I’m a laid-off engineer / manager with an idea for an app that I think could actually make it in the market. My biggest problem is that I was a backend & data engineer and know that aspect really well, but almost nothing about mobile/ front end. None of my coding friends did mobile development either - full stack web apps is as close as we get. What’s the best way to set up a dev environment for mobile development? Tc: $0 Yoe: 20 #startup #mobile #entrepreneur
What's the idea? React native/ flutter / Ionic etc are not hard to learn.
Not giving away the idea to a bunch of devs :) Not too heavy on the UI, maybe 5-6 screens with user interaction. much heavier on the data side which I already know really well.

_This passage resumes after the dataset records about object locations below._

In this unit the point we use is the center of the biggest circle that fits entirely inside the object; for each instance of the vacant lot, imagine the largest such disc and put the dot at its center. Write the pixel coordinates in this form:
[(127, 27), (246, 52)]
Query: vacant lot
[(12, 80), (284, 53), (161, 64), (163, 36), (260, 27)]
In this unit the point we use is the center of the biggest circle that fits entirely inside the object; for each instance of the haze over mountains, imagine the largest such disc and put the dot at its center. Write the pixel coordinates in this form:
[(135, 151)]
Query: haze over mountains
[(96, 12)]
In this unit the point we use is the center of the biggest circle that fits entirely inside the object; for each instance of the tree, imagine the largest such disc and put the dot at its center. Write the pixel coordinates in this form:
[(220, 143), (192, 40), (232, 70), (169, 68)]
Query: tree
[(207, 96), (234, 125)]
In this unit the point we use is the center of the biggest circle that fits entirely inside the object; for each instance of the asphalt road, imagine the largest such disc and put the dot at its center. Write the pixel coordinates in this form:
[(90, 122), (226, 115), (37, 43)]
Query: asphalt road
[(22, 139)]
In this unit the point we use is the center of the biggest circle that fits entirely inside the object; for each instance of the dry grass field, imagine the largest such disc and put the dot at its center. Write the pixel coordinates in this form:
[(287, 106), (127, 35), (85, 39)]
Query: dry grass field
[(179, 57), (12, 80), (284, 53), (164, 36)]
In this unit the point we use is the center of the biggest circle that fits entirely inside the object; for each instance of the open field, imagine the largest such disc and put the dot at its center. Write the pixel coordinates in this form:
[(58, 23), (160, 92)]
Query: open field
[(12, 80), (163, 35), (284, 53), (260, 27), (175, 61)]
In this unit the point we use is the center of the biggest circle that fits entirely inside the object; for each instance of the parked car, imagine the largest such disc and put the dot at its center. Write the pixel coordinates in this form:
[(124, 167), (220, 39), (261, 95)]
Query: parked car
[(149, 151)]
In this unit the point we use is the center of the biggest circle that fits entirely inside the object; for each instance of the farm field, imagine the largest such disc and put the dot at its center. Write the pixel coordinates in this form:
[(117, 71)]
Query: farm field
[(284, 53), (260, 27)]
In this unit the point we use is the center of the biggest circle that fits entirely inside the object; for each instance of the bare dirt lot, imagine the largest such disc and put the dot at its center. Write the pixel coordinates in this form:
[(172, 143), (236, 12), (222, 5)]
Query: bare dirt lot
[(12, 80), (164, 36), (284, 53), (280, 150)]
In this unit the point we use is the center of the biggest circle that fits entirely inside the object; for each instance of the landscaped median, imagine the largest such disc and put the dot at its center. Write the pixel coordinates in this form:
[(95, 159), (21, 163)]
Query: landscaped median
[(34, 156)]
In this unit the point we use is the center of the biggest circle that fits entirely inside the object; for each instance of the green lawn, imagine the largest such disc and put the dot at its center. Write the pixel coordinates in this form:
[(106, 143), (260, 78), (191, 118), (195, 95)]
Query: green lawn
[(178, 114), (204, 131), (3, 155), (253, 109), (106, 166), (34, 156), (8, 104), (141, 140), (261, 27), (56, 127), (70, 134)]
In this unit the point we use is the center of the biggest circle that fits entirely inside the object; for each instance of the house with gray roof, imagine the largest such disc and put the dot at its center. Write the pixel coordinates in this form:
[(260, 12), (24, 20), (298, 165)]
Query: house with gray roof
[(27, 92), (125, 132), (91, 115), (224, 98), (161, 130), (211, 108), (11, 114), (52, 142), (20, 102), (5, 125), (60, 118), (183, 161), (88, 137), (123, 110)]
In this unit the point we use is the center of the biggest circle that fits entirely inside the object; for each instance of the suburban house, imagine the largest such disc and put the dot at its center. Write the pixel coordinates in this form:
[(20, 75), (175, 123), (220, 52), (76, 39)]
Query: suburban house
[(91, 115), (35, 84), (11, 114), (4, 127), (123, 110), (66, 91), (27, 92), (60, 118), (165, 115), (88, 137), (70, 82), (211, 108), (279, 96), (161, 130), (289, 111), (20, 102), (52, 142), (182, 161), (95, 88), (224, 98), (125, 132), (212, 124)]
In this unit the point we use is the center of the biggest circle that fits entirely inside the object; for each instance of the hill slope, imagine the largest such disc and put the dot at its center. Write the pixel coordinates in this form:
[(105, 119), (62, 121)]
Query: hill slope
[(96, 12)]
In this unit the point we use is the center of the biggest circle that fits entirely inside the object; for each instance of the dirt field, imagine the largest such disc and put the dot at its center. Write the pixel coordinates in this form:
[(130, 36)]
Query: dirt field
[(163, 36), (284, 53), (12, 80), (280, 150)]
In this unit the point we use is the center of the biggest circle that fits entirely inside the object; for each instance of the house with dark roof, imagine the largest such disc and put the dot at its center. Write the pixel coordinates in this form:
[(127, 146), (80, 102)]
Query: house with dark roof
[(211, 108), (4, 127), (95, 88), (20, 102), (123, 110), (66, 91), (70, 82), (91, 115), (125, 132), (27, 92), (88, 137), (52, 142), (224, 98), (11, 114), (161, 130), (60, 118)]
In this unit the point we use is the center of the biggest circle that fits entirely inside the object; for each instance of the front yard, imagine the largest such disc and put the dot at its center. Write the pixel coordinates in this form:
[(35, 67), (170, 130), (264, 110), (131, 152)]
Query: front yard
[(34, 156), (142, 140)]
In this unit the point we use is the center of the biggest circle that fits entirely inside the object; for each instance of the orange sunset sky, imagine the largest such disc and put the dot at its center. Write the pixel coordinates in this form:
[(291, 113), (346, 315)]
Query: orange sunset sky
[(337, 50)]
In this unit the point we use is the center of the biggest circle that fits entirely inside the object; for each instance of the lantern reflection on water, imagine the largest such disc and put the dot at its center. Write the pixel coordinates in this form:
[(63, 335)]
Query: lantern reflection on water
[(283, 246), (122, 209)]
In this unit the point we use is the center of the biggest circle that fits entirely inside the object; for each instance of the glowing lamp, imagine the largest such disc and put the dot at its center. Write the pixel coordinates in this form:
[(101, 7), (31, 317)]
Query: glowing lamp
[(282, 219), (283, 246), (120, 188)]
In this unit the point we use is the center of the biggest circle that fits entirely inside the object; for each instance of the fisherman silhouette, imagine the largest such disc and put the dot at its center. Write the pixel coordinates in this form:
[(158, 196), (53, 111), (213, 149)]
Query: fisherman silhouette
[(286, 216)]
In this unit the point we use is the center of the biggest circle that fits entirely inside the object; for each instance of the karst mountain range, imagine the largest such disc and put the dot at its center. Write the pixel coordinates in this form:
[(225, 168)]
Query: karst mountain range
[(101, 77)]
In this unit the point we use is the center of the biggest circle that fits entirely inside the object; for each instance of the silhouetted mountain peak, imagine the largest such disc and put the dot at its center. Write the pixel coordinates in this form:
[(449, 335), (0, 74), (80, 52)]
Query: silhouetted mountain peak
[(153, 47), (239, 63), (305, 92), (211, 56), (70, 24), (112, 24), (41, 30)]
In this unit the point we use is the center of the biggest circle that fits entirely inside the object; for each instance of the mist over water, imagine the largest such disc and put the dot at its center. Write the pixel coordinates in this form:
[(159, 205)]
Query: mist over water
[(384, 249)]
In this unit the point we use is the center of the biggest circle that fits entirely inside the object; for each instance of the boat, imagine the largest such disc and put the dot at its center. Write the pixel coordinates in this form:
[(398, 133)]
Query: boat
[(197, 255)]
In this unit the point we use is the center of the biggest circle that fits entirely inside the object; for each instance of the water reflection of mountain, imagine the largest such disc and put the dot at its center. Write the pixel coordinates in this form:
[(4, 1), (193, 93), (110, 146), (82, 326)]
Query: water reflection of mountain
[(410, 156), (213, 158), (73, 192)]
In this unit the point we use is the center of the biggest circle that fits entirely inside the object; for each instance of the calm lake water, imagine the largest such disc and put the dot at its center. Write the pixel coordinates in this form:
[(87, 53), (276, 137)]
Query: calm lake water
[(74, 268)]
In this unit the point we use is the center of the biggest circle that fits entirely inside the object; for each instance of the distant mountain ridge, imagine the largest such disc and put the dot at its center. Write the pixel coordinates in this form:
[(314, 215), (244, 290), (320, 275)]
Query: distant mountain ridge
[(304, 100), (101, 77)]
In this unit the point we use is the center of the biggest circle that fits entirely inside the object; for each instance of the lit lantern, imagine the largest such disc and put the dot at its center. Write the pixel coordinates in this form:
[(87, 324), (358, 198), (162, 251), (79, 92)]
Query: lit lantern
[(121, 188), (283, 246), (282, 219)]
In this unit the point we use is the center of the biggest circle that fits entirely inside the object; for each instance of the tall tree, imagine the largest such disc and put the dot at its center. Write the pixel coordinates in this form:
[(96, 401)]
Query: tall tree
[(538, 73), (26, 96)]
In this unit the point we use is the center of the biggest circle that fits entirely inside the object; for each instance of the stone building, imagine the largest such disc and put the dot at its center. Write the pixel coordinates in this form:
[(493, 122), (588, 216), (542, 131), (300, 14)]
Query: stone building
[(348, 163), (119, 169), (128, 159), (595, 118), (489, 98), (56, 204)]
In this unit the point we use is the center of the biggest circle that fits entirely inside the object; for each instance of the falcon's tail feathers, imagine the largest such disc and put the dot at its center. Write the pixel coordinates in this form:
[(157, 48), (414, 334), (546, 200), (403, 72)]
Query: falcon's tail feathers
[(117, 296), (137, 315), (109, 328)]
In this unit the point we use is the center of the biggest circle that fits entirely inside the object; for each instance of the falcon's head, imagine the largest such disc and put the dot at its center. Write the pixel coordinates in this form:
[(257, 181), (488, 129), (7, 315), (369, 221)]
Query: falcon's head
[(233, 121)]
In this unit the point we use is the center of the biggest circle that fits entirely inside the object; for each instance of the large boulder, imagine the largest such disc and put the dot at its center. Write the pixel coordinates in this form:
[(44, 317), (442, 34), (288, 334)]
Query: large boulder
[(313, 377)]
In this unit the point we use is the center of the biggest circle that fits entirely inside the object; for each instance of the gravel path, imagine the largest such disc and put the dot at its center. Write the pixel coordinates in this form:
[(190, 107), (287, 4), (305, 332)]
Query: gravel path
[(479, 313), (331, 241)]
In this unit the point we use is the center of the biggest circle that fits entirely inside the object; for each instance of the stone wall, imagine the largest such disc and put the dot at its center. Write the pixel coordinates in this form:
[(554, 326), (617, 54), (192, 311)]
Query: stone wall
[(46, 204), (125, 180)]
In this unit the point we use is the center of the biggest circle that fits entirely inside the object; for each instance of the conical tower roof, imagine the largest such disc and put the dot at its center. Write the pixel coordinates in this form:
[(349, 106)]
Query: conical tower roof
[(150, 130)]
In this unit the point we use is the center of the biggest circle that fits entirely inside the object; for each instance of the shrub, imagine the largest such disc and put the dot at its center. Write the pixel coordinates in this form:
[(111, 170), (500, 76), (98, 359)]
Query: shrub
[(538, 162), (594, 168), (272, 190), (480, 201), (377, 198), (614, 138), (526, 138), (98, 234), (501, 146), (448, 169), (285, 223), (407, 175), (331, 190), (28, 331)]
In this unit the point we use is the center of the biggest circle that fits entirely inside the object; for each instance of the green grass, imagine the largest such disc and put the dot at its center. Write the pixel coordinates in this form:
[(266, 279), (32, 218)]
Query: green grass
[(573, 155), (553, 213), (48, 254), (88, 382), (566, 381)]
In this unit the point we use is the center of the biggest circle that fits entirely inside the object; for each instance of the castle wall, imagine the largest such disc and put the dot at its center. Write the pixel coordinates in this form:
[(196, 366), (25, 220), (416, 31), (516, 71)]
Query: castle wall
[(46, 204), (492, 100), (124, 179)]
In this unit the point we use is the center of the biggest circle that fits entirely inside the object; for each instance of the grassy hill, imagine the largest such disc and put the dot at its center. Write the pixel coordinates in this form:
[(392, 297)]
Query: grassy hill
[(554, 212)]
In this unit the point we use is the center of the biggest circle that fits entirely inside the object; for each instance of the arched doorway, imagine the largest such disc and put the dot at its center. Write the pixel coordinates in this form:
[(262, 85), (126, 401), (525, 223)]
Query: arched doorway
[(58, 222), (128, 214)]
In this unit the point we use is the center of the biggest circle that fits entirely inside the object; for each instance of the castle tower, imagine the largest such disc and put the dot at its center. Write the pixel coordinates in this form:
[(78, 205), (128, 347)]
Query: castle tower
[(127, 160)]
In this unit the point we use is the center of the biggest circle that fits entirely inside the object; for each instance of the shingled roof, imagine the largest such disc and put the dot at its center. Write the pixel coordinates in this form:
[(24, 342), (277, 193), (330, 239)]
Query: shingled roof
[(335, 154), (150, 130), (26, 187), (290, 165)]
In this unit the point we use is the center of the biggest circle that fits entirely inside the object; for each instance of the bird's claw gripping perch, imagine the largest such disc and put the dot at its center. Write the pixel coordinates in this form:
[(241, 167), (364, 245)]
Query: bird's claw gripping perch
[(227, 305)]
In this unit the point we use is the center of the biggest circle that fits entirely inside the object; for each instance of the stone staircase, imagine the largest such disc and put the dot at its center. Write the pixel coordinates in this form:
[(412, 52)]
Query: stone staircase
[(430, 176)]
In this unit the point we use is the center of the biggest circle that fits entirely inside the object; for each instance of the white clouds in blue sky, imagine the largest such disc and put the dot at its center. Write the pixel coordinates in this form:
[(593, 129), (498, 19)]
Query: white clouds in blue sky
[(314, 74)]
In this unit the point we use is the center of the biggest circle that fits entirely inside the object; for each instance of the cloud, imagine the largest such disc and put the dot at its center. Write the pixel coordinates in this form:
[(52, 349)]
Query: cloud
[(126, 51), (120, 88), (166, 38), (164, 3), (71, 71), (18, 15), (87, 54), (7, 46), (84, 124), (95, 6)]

20 yoe and you're asking us how to setup a basic dev env?
What’s it like to struggle while I get paid to hangout at the beach all day.
Mobile guy here: Mobile is pretty hard now. Both of the major platforms have gone through a lot of iterations. There’s tons of abstraction now and in a large “real” codebase at a large company you’ll be dealing with a lot of paradigms. Back in the olden days, on Android for example, you just had to know Java and learn the 4 main app components (activity, service, provider, receiver). You made stuff with LinearLayouts and RelativeLayouts and it was all pretty straightforward. Then they added Kotlin. Then they moved to MVVM. They deprecated background execution + alarm manager. They added constraintlayout. Then they added Compose recently. So in an app that’s survived all those paradigms you’ll be dealing with a lot of concepts. For iOS I’d just start with Scrumdinger. It gives you everything that you need to build a real app. Stick with Swift and SwiftUI and you’ll be fine. For Android, just learn Compose I guess. It abstracts a lot. It’s probably good to understand what’s going on under the hood but if you’re doing SwiftUI on the iOS side it’s the clearest analog. I just don’t love some of the shorthand top level functions that are critical for building a working app (rememberSavable is bizarre if you haven’t built a “vanilla” Android app and managed your own state restoration with onSaveInstanceState). Good luck
I'm not sure about iOS development but native Android development is easy to do except for the bluetooth part 😭😭. Also, if you want to build a cross multi platform application then you can go with React Native. If you (OP) need any help with the Android development part, I am here for you. 😊
I think flutter is more reasonable for cross platform tbh. RN has always had shit tier support for android and android RN generally a year or two behind the iOS impl
If want multi platform and don’t wanna learn too much, expo + react native is the way
Just use ChatGPT or Claude to ask these questions. Which ever you choose will also wrote the code for you.